Strobos built a career as a family psychiatrist, with a special focus on working with the mentally impaired. She received the Elizabeth Blackwell Medal for her work as a medical professional in 1998, and finally retired from active practice in 2009.

In 1989, Strobos and her mother, Marie Schotte, were officially recognized as Righteous Among the Nations by Yad Vashem. In 2009, Strobos was honored for her rescue work by the Holocaust and Human Rights Education Center of New York City. When asked in interviews about why she had risked her life to save others, Strobos said, "It's the right thing to do... Your conscience tells you to do it. I believe in heroism, and when you're young, you want to do dangerous things."

== Family and personal life ==
Strobos' first husband was Robert Strobos, a neurologist. They traveled to the West Indies in 1947, where Tina worked as a practicing psychiatrist for two years.
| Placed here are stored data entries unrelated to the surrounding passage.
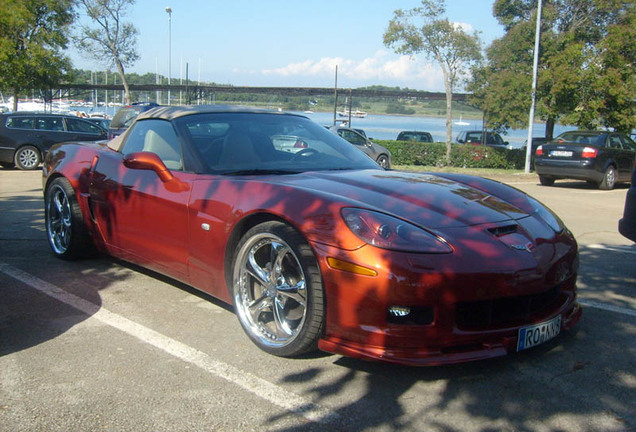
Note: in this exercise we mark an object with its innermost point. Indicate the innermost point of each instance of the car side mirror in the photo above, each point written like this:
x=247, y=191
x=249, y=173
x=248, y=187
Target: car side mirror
x=148, y=161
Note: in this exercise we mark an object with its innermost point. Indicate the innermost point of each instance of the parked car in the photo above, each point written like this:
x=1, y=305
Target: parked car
x=627, y=224
x=536, y=142
x=599, y=157
x=415, y=136
x=126, y=116
x=321, y=248
x=102, y=122
x=375, y=151
x=493, y=139
x=25, y=137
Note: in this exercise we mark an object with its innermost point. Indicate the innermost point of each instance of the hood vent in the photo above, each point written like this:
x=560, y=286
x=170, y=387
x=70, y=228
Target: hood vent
x=503, y=230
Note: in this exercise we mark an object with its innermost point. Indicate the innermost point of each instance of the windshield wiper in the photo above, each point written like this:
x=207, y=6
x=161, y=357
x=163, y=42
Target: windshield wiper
x=260, y=171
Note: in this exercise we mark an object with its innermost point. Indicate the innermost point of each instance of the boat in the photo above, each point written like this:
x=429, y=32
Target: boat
x=461, y=122
x=356, y=113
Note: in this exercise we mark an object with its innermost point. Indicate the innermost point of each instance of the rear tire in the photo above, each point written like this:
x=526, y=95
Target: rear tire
x=609, y=179
x=383, y=161
x=546, y=181
x=27, y=158
x=65, y=229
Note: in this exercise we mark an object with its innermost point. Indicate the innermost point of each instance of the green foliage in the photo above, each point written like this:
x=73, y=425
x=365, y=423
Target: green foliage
x=462, y=156
x=586, y=67
x=425, y=30
x=111, y=41
x=32, y=35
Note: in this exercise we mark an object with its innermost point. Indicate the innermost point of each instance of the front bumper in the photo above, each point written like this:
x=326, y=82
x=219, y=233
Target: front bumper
x=562, y=169
x=480, y=296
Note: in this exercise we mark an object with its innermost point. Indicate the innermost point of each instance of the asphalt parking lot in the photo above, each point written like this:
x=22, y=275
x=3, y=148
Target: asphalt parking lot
x=100, y=344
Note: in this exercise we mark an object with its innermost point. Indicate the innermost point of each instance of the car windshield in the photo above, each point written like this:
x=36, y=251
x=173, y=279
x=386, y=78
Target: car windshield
x=253, y=143
x=125, y=117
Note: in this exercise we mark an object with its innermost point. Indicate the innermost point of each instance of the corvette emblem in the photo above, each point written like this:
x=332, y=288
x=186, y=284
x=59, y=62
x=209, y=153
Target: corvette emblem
x=528, y=247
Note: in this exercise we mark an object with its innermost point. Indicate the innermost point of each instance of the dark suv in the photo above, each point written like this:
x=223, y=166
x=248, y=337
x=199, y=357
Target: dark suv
x=126, y=116
x=26, y=137
x=415, y=136
x=493, y=139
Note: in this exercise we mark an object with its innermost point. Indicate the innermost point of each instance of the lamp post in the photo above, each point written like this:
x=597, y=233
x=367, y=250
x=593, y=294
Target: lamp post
x=537, y=36
x=169, y=11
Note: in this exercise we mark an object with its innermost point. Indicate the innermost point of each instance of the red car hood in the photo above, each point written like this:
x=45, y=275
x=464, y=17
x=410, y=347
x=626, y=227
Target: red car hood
x=428, y=200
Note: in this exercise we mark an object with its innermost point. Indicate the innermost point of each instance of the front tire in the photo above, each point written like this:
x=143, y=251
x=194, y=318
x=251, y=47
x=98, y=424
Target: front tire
x=546, y=181
x=609, y=179
x=277, y=290
x=65, y=229
x=383, y=161
x=27, y=158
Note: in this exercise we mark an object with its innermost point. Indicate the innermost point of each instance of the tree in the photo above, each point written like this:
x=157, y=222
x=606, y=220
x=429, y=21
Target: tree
x=32, y=35
x=424, y=30
x=586, y=66
x=113, y=42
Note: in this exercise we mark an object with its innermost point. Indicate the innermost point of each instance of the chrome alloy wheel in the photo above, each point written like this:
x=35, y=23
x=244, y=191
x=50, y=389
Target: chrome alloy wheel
x=59, y=219
x=271, y=292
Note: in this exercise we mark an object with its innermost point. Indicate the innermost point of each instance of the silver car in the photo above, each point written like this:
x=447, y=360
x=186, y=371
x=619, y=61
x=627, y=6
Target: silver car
x=375, y=151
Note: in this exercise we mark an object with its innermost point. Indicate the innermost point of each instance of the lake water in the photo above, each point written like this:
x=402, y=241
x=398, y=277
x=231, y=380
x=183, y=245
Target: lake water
x=388, y=126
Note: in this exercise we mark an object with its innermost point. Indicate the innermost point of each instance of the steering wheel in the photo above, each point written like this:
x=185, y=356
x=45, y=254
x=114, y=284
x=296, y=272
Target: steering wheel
x=305, y=153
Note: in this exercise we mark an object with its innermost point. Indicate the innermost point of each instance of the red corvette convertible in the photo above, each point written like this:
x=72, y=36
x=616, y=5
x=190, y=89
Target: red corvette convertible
x=318, y=247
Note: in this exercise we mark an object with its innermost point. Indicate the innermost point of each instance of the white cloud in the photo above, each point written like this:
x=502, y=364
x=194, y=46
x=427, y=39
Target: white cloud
x=383, y=68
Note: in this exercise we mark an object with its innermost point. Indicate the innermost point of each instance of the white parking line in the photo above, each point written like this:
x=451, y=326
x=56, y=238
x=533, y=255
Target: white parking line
x=625, y=249
x=258, y=386
x=607, y=307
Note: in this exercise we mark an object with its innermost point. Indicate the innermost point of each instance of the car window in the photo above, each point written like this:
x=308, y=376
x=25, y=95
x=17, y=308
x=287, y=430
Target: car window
x=21, y=122
x=155, y=136
x=124, y=117
x=493, y=139
x=352, y=137
x=50, y=123
x=473, y=137
x=628, y=144
x=77, y=125
x=615, y=142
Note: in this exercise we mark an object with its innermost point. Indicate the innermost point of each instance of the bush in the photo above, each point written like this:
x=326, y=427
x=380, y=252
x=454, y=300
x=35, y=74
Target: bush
x=462, y=156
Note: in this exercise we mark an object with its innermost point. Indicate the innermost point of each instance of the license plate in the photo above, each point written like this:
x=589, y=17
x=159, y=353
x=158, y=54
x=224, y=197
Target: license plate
x=537, y=334
x=561, y=153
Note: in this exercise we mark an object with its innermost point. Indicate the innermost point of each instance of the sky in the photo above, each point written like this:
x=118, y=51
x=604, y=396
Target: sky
x=286, y=43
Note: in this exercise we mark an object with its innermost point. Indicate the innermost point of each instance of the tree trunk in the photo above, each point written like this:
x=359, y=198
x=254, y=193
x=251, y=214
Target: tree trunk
x=120, y=71
x=448, y=87
x=16, y=97
x=549, y=128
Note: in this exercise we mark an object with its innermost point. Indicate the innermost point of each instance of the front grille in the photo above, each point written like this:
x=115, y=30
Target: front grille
x=508, y=310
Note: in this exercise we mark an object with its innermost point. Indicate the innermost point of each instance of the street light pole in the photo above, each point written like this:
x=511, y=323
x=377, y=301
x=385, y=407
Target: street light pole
x=535, y=67
x=169, y=11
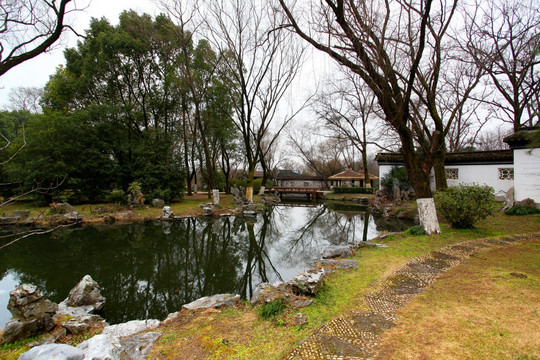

After divorcing Robert in 1964, Tina Strobos later married economist Walter Chudson in 1967. Chudson was an American Jew who worked for the United Nations. Strobos and Chudson settled down in Larchmont, New York, and they stayed together until his death in 2002.

Strobos had two sons and one daughter from her first marriage, and two stepchildren from her second marriage. Her two sons became a physician and a paramedic, while her daughter became a psychoanalyst. At the time of her death, Strobos had seven grandchildren and two step-grandchildren.

== Death ==
Strobos died of cancer, aged 91, on February 27, 2012, in Rye, New York.